SF: “I absolutely favored the Tazapper, hands down! The Stinger seemed great in theory–the same toy for just a little cheaper–but it just didn’t prove worth it. The glaring structural flaws left me reluctant to use it at all anymore. With the Tazapper, I knew what I was getting every time we used it. However, with the Stinger, I wasn’t sure if I was going to get a single shock from the button-press, or two, or just a really hot electrical current that just concerned me more than anything. Surprises are usually fun but not when it has me doubting the actual safety of the toy. Do yourself a favor and splurge the extra $10 for the peace of mind in knowing your toy is safe and consistent with the Tazapper.”

If you’d like to buy a Tazapper, they can be purchased from The Kink Shop directly! Alternatively, if you want to try the Stinger for yourself you can snag one for a low price at SheVibe.

xx SF

5 Replies to “Review: Tazapper VS Stinger

  1. The description of the circuit is quite wrong.

    “In this case it (i.e. the capacitor) is the two metal loops at the ends of the prods.”
    No, it isn’t. The capacitance (a measure of how much charge can be stored) of two metal loops 5 millimetres apart is so small (by many, many times) that no sensation could be felt on the skin.

    “When the button is pressed, current travels up to the capacitor and it stores the charge.”
    This is half (well, perhaps a quarter) right.
    First, note that the voltage produced by two AA batteries (approximately 3 volts) is far too low to produce a spark, a zapping noise, or any degree of pain in the skin.
    Instead, a far more complex circuit than that shown in the diagram is used. When the switch is closed, the battery is connected to a circuit that accepts the 3 volts, and uses it to produce a much higher voltage. This higher voltage then passes to the capacitor in the handle of the Tazapper. It is this voltage, stored in the capacitor, and then passed to the two metal loops, that produces the spark, the noise, and the skin sensation.

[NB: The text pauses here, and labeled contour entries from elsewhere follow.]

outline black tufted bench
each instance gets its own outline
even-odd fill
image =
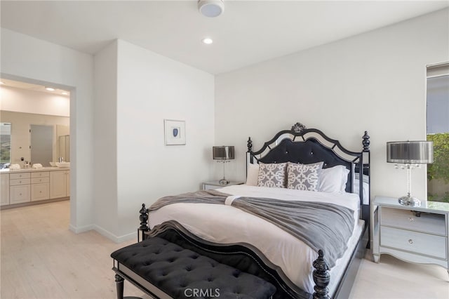
[[[123,281],[160,298],[269,298],[272,284],[154,237],[119,249],[114,260],[117,297]]]

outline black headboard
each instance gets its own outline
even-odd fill
[[[302,124],[296,123],[290,130],[277,133],[257,151],[253,151],[253,141],[250,138],[248,138],[247,166],[248,164],[259,162],[309,164],[323,161],[324,168],[343,165],[349,170],[346,192],[353,192],[356,173],[360,169],[363,169],[363,173],[369,177],[369,139],[368,133],[365,131],[362,137],[362,150],[351,152],[343,147],[338,140],[328,138],[320,130],[306,128]],[[358,183],[361,205],[363,205],[363,180],[358,180]],[[368,199],[369,202],[369,198]]]

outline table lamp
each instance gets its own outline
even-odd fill
[[[417,206],[421,201],[411,194],[411,170],[420,167],[420,164],[434,162],[434,142],[432,141],[393,141],[387,142],[387,161],[403,164],[401,168],[407,168],[408,192],[398,201],[405,206]]]
[[[229,162],[230,160],[234,159],[234,146],[222,145],[212,147],[213,159],[217,160],[217,162],[223,163],[223,178],[218,181],[220,185],[226,185],[229,183],[229,181],[226,179],[224,175],[224,163]]]

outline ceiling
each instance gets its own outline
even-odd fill
[[[69,97],[70,95],[70,92],[69,91],[59,89],[55,86],[44,86],[43,85],[10,80],[4,78],[0,79],[0,86],[13,87],[15,88],[26,89],[27,91],[40,91],[42,93],[51,93],[53,95],[58,95],[61,96]],[[53,88],[54,91],[47,90],[46,88],[48,87]]]
[[[442,9],[448,1],[4,1],[1,25],[95,54],[115,39],[210,74],[229,72]],[[214,42],[206,45],[205,36]]]

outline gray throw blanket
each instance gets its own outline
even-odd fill
[[[228,196],[207,190],[166,197],[154,203],[149,211],[177,203],[224,204]],[[333,204],[239,197],[232,206],[276,225],[316,252],[322,249],[330,267],[343,255],[354,230],[353,211]]]
[[[178,195],[170,195],[158,199],[149,207],[148,211],[154,211],[163,206],[178,203],[202,203],[224,204],[226,198],[231,194],[227,194],[214,190],[200,190],[195,192],[183,193]]]

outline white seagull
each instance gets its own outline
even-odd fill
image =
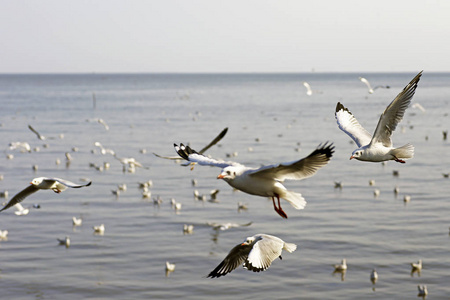
[[[344,105],[340,102],[337,103],[335,112],[337,124],[359,147],[353,151],[350,159],[355,158],[357,160],[371,162],[395,160],[399,163],[405,163],[403,159],[414,156],[414,146],[411,144],[394,148],[392,146],[391,135],[397,127],[397,124],[403,119],[405,110],[411,103],[421,75],[422,72],[417,74],[387,106],[386,110],[381,114],[373,136],[359,124],[353,114]]]
[[[286,243],[276,236],[257,234],[248,237],[243,243],[231,249],[225,259],[207,277],[225,276],[241,264],[249,271],[265,271],[276,258],[281,259],[282,250],[292,253],[295,249],[297,245]]]
[[[70,188],[81,188],[85,186],[90,186],[92,181],[88,182],[84,185],[78,185],[68,180],[60,179],[60,178],[46,178],[46,177],[37,177],[34,178],[28,187],[17,193],[2,209],[0,212],[10,208],[13,205],[16,205],[22,202],[29,195],[37,192],[38,190],[53,190],[55,193],[61,193],[68,187]]]
[[[388,85],[377,85],[376,87],[372,88],[372,86],[370,85],[369,80],[367,80],[366,78],[359,77],[359,80],[361,80],[361,82],[364,82],[367,85],[369,94],[373,94],[375,92],[375,90],[378,89],[378,88],[385,88],[385,89],[390,88],[390,86],[388,86]]]
[[[208,145],[203,147],[198,153],[203,154],[206,150],[217,144],[228,132],[228,127],[224,128],[218,136],[216,136]],[[153,152],[153,155],[159,157],[159,158],[165,158],[165,159],[171,159],[171,160],[179,160],[179,156],[161,156],[159,154],[156,154]]]
[[[288,191],[282,182],[285,179],[302,180],[313,176],[328,164],[334,152],[333,144],[325,143],[319,145],[309,156],[297,161],[249,168],[236,162],[208,158],[183,144],[174,146],[178,155],[191,163],[223,168],[217,179],[225,180],[235,189],[251,195],[271,197],[275,211],[283,218],[287,218],[287,215],[281,208],[280,198],[288,201],[295,209],[303,209],[306,201],[300,193]]]

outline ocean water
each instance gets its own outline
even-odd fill
[[[341,101],[373,132],[381,112],[414,75],[0,75],[0,191],[7,190],[10,199],[39,176],[92,180],[82,189],[30,195],[23,205],[41,208],[26,216],[16,216],[14,208],[0,214],[0,230],[9,232],[0,241],[1,298],[415,299],[417,285],[427,285],[429,299],[449,299],[450,181],[442,174],[450,172],[450,142],[442,132],[450,127],[450,74],[424,72],[413,103],[426,111],[408,108],[394,132],[395,145],[415,146],[406,164],[349,160],[356,146],[334,118]],[[369,94],[358,76],[390,88]],[[303,81],[311,84],[311,96]],[[28,125],[48,138],[37,139]],[[152,154],[175,155],[173,143],[199,150],[225,127],[227,135],[207,154],[251,166],[293,161],[321,143],[334,143],[333,158],[315,176],[285,183],[305,197],[304,210],[283,200],[289,218],[282,219],[270,199],[217,180],[218,168],[191,170]],[[10,150],[9,143],[17,141],[39,151]],[[95,142],[147,168],[123,172]],[[92,167],[105,162],[108,170]],[[160,207],[142,197],[138,183],[147,180],[153,182],[152,198],[163,200]],[[118,184],[127,190],[116,197],[111,191]],[[212,189],[220,189],[219,203],[194,199],[194,190]],[[403,201],[405,195],[410,202]],[[172,198],[182,203],[179,212]],[[238,211],[238,202],[248,210]],[[72,226],[73,216],[83,218],[82,226]],[[207,222],[252,224],[215,231]],[[92,227],[102,223],[104,235],[94,234]],[[193,224],[193,233],[183,234],[183,224]],[[265,272],[239,267],[225,277],[206,278],[231,248],[257,233],[298,249],[283,253]],[[57,238],[65,236],[69,248],[58,245]],[[333,264],[343,258],[347,272],[334,274]],[[420,276],[410,266],[419,259]],[[166,261],[176,264],[168,276]],[[376,284],[369,280],[372,269],[379,274]]]

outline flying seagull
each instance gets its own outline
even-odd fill
[[[11,206],[22,202],[29,195],[37,192],[38,190],[53,190],[55,193],[61,193],[68,187],[70,188],[81,188],[85,186],[90,186],[92,181],[85,185],[78,185],[68,180],[59,179],[59,178],[46,178],[46,177],[37,177],[34,178],[28,187],[23,189],[21,192],[17,193],[2,209],[10,208]]]
[[[297,245],[286,243],[276,236],[257,234],[248,237],[243,243],[231,249],[225,259],[207,277],[225,276],[241,264],[249,271],[265,271],[276,258],[281,259],[282,250],[292,253],[295,249]]]
[[[282,182],[285,179],[302,180],[313,176],[328,164],[334,152],[333,144],[325,143],[319,145],[309,156],[297,161],[249,168],[236,162],[208,158],[183,144],[174,146],[178,155],[191,163],[222,168],[217,179],[225,180],[235,189],[251,195],[271,197],[275,211],[283,218],[287,218],[287,215],[281,208],[280,198],[288,201],[295,209],[303,209],[306,201],[300,193],[288,191]]]
[[[371,162],[395,160],[399,163],[405,163],[404,159],[414,156],[414,146],[411,144],[394,148],[391,135],[398,123],[403,119],[405,110],[411,103],[420,76],[422,76],[422,71],[387,106],[381,114],[373,136],[359,124],[353,114],[343,104],[337,103],[335,112],[337,124],[359,147],[353,151],[350,159],[355,158]]]
[[[211,148],[212,146],[214,146],[215,144],[217,144],[228,132],[228,127],[226,127],[225,129],[223,129],[218,136],[216,136],[208,145],[206,145],[205,147],[203,147],[198,153],[203,154],[204,152],[206,152],[206,150],[208,150],[209,148]],[[159,157],[159,158],[165,158],[165,159],[171,159],[171,160],[178,160],[180,159],[179,156],[161,156],[159,154],[156,154],[153,152],[153,155]]]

    Note that if the two metal loops are repeatedly tapped on the skin while the push-button is held down, the sensation becomes noticeably more intense.

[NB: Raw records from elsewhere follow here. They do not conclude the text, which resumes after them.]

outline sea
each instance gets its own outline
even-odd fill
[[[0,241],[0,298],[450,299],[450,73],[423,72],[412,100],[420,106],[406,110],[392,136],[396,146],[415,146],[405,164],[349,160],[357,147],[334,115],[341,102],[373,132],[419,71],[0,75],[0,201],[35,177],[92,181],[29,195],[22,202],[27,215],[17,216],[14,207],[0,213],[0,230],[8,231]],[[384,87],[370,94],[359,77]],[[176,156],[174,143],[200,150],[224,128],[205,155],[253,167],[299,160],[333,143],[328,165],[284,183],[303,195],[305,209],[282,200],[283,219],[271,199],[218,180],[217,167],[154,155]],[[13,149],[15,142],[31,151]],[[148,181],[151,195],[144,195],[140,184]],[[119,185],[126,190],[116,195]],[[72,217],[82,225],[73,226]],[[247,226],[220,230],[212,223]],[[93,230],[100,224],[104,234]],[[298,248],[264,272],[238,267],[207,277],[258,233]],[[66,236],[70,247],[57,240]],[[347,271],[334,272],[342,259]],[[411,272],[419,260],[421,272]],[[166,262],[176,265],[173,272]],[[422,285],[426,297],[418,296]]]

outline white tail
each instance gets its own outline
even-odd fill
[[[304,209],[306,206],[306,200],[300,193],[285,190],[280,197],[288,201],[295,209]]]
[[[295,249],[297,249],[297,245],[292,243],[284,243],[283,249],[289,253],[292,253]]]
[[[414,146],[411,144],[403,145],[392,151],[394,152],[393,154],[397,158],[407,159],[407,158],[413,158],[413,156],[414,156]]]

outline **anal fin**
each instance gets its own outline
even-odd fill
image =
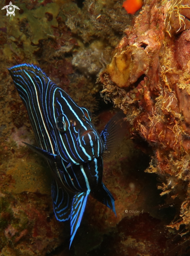
[[[51,186],[54,213],[60,221],[65,221],[70,218],[71,199],[69,193],[60,187],[55,180]]]
[[[79,192],[74,196],[71,213],[71,247],[76,230],[80,225],[84,212],[85,209],[87,199],[90,191]]]

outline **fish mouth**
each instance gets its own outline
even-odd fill
[[[85,135],[86,135],[86,134],[88,134],[90,132],[91,132],[91,131],[93,131],[93,130],[90,129],[90,130],[87,130],[86,131],[84,131],[84,132],[81,135],[81,137],[84,136]]]

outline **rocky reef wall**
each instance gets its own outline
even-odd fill
[[[126,114],[133,138],[148,142],[143,150],[152,160],[146,171],[159,175],[161,195],[180,199],[180,214],[170,227],[188,229],[190,1],[146,1],[133,23],[99,75],[102,93]]]

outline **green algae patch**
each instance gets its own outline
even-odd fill
[[[50,194],[51,174],[48,164],[42,161],[32,153],[29,160],[28,156],[14,160],[7,171],[15,181],[9,188],[10,192],[38,192]]]
[[[40,6],[36,9],[28,10],[25,5],[23,4],[20,5],[20,8],[23,10],[23,13],[17,15],[17,21],[19,23],[24,21],[27,23],[27,29],[31,36],[31,41],[34,44],[38,44],[40,39],[48,38],[48,35],[53,35],[51,27],[58,27],[56,17],[59,12],[58,5],[52,3],[48,4],[46,7]],[[22,35],[22,32],[18,28],[18,23],[13,23],[8,28],[8,34],[18,38],[18,36]]]

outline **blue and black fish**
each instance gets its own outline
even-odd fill
[[[48,161],[54,214],[60,221],[70,220],[71,246],[90,194],[116,214],[114,198],[102,182],[103,158],[114,154],[122,139],[125,115],[117,113],[99,134],[91,113],[79,107],[39,68],[23,64],[8,70],[38,147],[24,143]]]

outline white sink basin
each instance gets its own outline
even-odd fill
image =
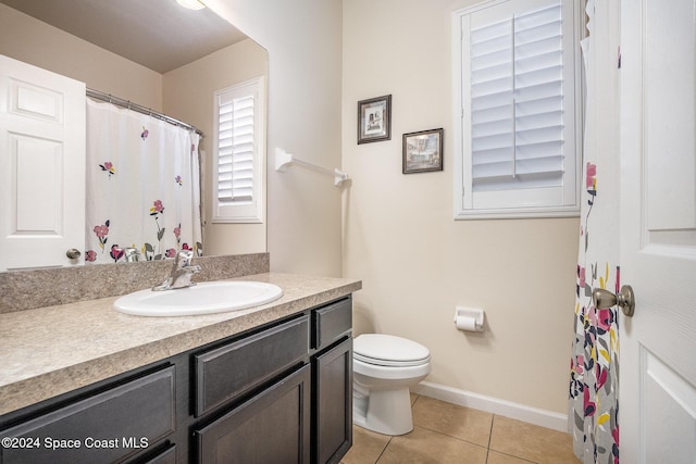
[[[135,291],[114,301],[113,309],[138,316],[190,316],[246,310],[282,296],[281,287],[263,281],[211,281],[173,290]]]

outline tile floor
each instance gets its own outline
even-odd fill
[[[389,437],[353,426],[341,464],[579,464],[557,430],[411,396],[413,431]]]

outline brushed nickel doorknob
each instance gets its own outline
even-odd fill
[[[79,252],[79,250],[75,249],[75,248],[71,248],[70,250],[67,250],[65,252],[65,255],[67,258],[70,258],[71,260],[76,260],[79,256],[82,256],[83,253]]]
[[[612,293],[604,288],[596,288],[592,292],[592,302],[598,310],[606,310],[618,304],[626,317],[633,316],[635,311],[635,296],[630,285],[621,287],[619,293]]]

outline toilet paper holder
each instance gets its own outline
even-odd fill
[[[471,321],[473,319],[473,324]],[[458,321],[465,321],[464,326]],[[483,331],[483,324],[485,321],[485,313],[480,308],[464,308],[457,306],[455,312],[455,325],[461,330]]]

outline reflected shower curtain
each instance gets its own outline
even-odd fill
[[[584,181],[569,428],[584,463],[619,463],[619,318],[597,309],[594,288],[618,291],[619,259],[619,2],[588,0]]]
[[[202,254],[199,136],[87,99],[86,262]]]

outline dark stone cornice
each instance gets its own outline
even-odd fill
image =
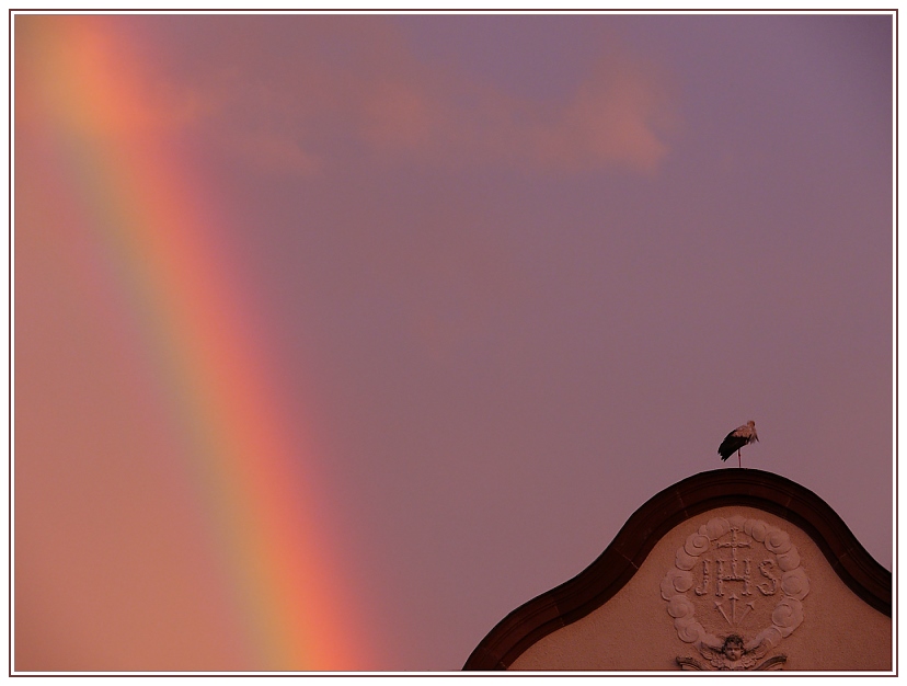
[[[530,645],[615,596],[675,526],[727,505],[762,510],[799,526],[851,591],[892,616],[892,573],[866,552],[825,501],[771,472],[716,469],[684,479],[652,498],[589,567],[498,622],[472,651],[463,670],[506,670]]]

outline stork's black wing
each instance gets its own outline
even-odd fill
[[[728,457],[734,455],[737,450],[744,447],[749,441],[746,436],[740,436],[735,428],[730,434],[724,437],[724,441],[721,442],[719,446],[719,455],[721,455],[722,460],[726,460]]]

    I hope that this is of interest.

    1. The whole point of the article is nothing to do with the circuit system; its about the best toy.

  2. Hands down the Tazapper over the Stinger, I love mine and even have a spare so I never have to live the horror of being without <3

  3. The Tazapper has a switch that discharges the capacitor through a resistor when the button is released apparently the Stinger does not.

  4. Have a Stinger for close to a year now. I don’t know about the Tazapper, but I am in love with the Stinger – but you have to know how to use it (instructions seem to be difficult to find). It has four levels of intensity: push button briefly, release, then touch to skin; push button for a longer time, release and touch to skin; touch to skin and press and release button quickly; touch to skin and press and hold button. This last one can be combined with drawing the prongs across the skin and produce a very intense ‘cutting’ sensation. Very nasty, but no lasting damage, just a prolonged ochy feeling. by travelling across the skin it becomes more likely to ‘touch’ a nerve ending and this produces a very sharp sting that shoots up your arm, or leg or whatever you are touching. Also, because you can pre-charge, it becomes even scarier when brought close because you don’t know if it is charged up or not – no finger on the button! If you don’t know the four play types it can appear random in the intensity of the zaps, but it is not. It is just not being used the way it was designed to be used.